An astounding fact about water, a small molecule, is that it remains liquid at room temperature. A new simulation technique, which originates from brain research, offers insights into the causes. A team of researchers from Bochum and Vienna have analyzed the atomic interactions of water molecules using artificial neural networks.
In light of their discoveries, they describe the melting temperature of ice and the density maximum at 4ºC which is based exclusively on computer simulations. The recently created technique is as exact as quantum mechanical calculations; however it is 100,000 times quicker. The teams of Prof. Dr. Christoph Dellago of the University of Vienna and PD Dr. Jörg Behler of the Ruhr-Universität Bochum explains the research in the journal "Procedures of the National Academy of Sciences" or PNAS.
Water has various properties that are difficult to understand merely based on its chemical composition. It reaches its maximum density at 4ºC, such that ice floats on liquid water. Furthermore, it is surprising that such a small molecule is in liquid state at room temperature and not gaseous. Hydrogen bonds play a major role in these phenomena. The analyses revealed that van der Waals interactions are conclusive for the adaptability and geometry of these hydrogen bonds. Through this, they estimate the properties of water, though they exert only very weak forces, weaker, for instance, than electrostatic interactions.
Method from brain research
Jörg Behler formulated the technique according to a process that was initially designed for brain research. The neural networks discover the forces between each atom as a function of their geometric alignment. "We can along these lines do PC reproductions that would not be conceivable with traditional quantum mechanical strategies, on the grounds that the computational exertion would be too high notwithstanding for a supercomputer", says the Head of an Independent Junior Research Group at the Bochum Chair for Theoretical Chemistry.
Dr. Tobias Morawietz applied the technique for the first time in his doctoral work to analyze the properties of water. The simulations were performed in relation to Bochum's Cluster of Excellence Resolv, in partnership with Andreas Singraber in the group of Christoph Dellago at the University of Vienna. Additionally, Tobias Morawietz conducted some of his simulations there. He is currently proceeding with his research in Vienna as a post-doctoral researcher.
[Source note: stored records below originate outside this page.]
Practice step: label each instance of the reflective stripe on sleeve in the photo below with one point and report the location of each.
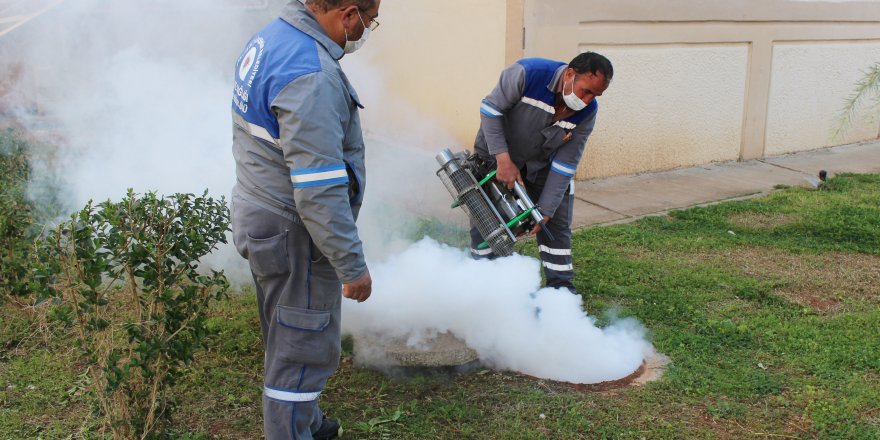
(561, 168)
(552, 251)
(566, 125)
(559, 267)
(481, 252)
(290, 396)
(319, 176)
(489, 111)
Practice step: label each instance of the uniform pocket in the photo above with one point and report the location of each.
(268, 256)
(301, 336)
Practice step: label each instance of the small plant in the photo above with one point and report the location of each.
(125, 276)
(867, 88)
(17, 229)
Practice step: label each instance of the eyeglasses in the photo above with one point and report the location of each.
(373, 22)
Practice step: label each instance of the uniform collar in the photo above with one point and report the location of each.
(553, 82)
(298, 16)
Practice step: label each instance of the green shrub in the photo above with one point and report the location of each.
(124, 276)
(17, 228)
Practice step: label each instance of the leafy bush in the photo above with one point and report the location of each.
(17, 229)
(125, 276)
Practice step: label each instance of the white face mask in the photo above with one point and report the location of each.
(571, 100)
(351, 46)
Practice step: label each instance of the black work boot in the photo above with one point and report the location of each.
(329, 429)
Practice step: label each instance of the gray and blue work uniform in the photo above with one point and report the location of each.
(299, 156)
(518, 117)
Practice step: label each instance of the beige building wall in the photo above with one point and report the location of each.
(808, 81)
(699, 81)
(431, 63)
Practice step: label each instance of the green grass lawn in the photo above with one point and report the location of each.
(769, 310)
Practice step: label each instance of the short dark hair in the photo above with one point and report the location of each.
(326, 5)
(592, 62)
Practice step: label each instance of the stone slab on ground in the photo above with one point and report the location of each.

The research received financial aid from the DFG (German Research Foundation) in relation to the Cluster of Excellence Resolv (EXC 1069) and other projects such as Heisenberg-Fellowship Be3264/6-1, Emmy-Noether-Project Be3264/3-1, and Project Be3264/5-1).
Funding also was provided by the Ruhr-University Research School Plus (DFG GSC 98/3), the Studienstiftung des Deutschen Volkes in Germany and Austria’s Österreichischer Wissenschaftsfonds FWF (P24681-N20, SFB Vicom, F41). The estimations were performed in parts at the Vienna Scientific Cluster.